No carnaval brasileiro as famílias brasileiras mais abastadas não comemoravam na rua, inicialmente com os escravos e depois com os populares, ficando nas suas casas onde havia brincadeiras. E as jovens moças das famílias de reputação ficavam à janela, mas também a atirar água a quem passava
Em meados do século XIX, no Rio de Janeiro, a prática do entrudo passou a ser criminalizada, principalmente após uma campanha veiculada pela imprensa. Enquanto o entrudo era reprimido nas ruas, a elite do império criava os bailes de carnaval em clubes e teatros. A elite do Rio de Janeiro criaria ainda as sociedades, que passariam a desfilar nas ruas da cidade. Enquanto o entrudo era reprimido, a alta sociedade começava a tomar as ruas.
Nos finais do século XIX, tentando adaptar-se à disciplina policial, foram criados os cordões e ranchos. Os primeiros recorriam ao modelo das procissões religiosas com manifestações populares, como a capoeira e os zé-pereiras. Os ranchos eram cortejos praticados principalmente pelas pessoas de origem rural. As elites que frequentavam os bailes de fantasia usavam máscaras e disfarces inspirados nos bailes de máscaras parisienses com origem na commedia dell’arte.
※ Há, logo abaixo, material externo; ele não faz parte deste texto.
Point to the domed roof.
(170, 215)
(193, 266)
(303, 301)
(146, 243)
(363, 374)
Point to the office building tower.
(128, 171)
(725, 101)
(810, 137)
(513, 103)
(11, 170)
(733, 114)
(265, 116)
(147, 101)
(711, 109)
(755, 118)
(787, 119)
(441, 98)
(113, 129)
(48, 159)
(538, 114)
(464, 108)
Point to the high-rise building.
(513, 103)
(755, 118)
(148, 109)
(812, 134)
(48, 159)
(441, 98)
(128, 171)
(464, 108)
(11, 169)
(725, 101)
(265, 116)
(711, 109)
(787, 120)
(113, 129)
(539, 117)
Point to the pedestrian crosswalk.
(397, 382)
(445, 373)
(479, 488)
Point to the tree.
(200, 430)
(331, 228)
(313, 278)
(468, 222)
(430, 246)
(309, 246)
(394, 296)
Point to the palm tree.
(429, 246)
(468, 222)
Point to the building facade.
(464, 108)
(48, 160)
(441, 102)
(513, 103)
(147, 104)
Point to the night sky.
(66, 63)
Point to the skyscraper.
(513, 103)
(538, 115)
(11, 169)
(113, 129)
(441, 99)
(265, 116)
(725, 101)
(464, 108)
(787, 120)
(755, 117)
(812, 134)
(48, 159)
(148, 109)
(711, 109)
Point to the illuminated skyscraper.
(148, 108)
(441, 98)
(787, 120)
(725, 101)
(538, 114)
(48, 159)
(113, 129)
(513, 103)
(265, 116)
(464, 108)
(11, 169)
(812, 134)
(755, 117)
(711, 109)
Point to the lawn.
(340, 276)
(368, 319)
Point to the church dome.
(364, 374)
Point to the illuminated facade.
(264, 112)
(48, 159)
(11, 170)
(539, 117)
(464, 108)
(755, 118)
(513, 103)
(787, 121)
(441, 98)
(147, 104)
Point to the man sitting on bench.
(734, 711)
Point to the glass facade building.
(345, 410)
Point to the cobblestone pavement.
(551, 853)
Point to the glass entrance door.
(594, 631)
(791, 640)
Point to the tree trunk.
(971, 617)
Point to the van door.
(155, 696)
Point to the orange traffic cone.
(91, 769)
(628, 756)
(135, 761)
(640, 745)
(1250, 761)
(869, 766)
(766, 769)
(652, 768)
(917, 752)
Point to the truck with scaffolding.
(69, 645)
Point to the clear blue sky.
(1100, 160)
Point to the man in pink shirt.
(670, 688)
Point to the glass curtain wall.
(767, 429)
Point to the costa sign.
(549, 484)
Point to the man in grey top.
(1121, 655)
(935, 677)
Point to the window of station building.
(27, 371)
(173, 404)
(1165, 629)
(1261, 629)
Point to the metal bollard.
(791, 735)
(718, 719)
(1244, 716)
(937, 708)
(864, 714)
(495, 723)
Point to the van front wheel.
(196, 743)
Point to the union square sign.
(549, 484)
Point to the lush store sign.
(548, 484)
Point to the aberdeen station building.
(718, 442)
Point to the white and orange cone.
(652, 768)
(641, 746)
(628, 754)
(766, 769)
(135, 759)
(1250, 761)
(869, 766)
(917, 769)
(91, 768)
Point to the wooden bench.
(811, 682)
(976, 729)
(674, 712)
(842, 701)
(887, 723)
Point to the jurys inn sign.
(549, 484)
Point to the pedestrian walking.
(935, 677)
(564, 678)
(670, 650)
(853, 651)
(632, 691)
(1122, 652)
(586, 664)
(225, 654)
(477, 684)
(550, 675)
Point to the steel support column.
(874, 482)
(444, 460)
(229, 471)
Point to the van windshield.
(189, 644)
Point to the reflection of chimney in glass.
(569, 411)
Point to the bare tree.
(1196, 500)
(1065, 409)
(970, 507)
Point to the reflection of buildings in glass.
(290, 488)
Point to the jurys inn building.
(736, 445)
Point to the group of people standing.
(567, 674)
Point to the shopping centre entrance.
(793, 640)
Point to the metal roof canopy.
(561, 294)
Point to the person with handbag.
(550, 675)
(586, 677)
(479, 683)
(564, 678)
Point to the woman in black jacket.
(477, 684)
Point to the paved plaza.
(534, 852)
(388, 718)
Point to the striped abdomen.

Quanto ao Carnaval de Veneza,  surge a partir da tradição do século XVI, em que a nobreza se disfarçava para sair e misturar-se com o povo.  Ao contrário de outras comemorações desta natureza, que nascem principalmente da mobilização popular, esta celebração é originalmente um ritual promovido pela elite financeira e cultural. Caracterizada até hoje pelo uso de máscaras e figurinos que tentam, atualmente, reproduzir o estilo dos nobres dos séculos XVII e XVIII, ou os modelos apresentados também pelas tais personagens da commedia dell’arte, a Praça de São Marcos é invadida pelo povo e por turistas, enquanto as elites continuam a refugiar-se nas majestosas mansões e nos castelos do Gran Canale, onde há também requintadas festas.
Curioso é que, em finais do século XI, o carnaval de Veneza figurava nos registos como festas que se prolongavam ao longo de seis meses e o uso de máscaras tinha-se tornado tão habitual que foi preciso criar leis para regular a sua frequente utilização. Muitos ladrões e assassinos ocultavam-se por trás delas e várias pessoas cometiam adultério protegidas pelo anonimato.

Tudo isto nos faz pensar que com uma máscara, e abusando de um uso, costume ou tradição, se pode estragar o que devia ser um prazer e um divertimento.